I had to learn how to eat and use my hands. I had to discover how to walk yet again. The therapists worked with me 3 x a day. Then I moved to a nursing home in Massillon, Ohio, where therapists continued to utilize me.

Returning home
On August 10, 2019, my mother and her husband finally brought me home. They moved out of their house and moved in with me to greatly help with bills in order that the kids could stay in their rooms.

When I came home, it had been very difficult for my two kids. I had lost almost a year of my life, yet life had gone on without me. My kids had learned how exactly to live without me.
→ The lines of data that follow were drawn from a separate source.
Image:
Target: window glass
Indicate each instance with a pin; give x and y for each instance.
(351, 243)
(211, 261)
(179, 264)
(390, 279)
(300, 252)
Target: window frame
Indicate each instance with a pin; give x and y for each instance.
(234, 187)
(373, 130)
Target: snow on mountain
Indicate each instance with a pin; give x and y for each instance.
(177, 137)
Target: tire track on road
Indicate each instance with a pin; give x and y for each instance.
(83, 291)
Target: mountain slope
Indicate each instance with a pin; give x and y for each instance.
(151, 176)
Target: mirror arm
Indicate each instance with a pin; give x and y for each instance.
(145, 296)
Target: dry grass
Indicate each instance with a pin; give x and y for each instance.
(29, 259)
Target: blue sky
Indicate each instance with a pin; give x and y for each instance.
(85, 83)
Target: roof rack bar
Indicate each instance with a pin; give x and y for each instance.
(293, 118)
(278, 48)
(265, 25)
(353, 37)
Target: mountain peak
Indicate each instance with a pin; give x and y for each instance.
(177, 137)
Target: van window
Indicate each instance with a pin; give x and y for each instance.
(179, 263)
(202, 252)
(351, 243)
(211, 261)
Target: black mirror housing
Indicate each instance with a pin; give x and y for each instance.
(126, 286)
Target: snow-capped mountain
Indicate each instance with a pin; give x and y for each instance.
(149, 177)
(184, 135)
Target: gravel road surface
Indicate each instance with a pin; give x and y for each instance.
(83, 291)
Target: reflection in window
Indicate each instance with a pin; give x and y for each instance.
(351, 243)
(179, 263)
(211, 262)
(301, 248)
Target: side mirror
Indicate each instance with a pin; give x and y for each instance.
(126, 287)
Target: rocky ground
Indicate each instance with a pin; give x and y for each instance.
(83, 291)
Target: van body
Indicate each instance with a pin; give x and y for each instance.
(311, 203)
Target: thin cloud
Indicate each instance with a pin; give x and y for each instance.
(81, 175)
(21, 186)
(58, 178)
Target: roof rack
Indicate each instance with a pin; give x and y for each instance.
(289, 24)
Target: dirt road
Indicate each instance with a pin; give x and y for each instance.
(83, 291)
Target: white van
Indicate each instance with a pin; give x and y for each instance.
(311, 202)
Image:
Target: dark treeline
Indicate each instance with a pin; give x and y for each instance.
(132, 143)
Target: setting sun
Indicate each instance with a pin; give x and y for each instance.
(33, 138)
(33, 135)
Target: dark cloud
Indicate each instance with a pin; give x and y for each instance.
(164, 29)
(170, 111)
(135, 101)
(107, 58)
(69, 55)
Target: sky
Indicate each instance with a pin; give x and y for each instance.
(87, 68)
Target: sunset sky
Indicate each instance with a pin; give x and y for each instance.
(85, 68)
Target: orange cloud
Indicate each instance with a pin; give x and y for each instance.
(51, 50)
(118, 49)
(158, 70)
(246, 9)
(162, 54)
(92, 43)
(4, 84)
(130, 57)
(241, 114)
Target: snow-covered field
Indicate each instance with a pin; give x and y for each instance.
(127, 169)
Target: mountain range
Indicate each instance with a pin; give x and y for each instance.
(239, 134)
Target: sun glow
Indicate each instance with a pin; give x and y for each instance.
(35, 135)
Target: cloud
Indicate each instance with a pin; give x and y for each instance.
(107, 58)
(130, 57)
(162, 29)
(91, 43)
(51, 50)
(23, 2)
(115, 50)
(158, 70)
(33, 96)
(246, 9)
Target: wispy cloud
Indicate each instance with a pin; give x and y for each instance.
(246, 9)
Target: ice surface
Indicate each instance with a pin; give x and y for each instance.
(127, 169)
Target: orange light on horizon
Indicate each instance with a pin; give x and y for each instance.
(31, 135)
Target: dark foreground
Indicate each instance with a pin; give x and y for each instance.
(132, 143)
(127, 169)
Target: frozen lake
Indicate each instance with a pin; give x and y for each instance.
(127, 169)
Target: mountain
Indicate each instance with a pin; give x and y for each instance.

These were very mature and older now, so when I came home, they were very distant and afraid of me. Slowly, I had to regain their love and trust. And today they have to discover how to live with me again. But we’re getting close again, and they’re trusting me.

I would like to give thanks to all of the doctors at The Ohio State University Wexner INFIRMARY who never quit on me.

I was lucky that I had a good advocate - my mother - who also never quit on me.

Now I know the importance of watching my own body and seeking medical help if something feels wrong.

Since I’ve been home, I’ve continued with more outpatient rehabilitation. I still head to my many doctor appointments and take my meds. I eat by myself and I don’t use any device to walk. I’m moody at times, but that will progress with time. My entire life is just about normal, generally, and I hope to return to work soon.

By using my family, I’ll have the desired effect.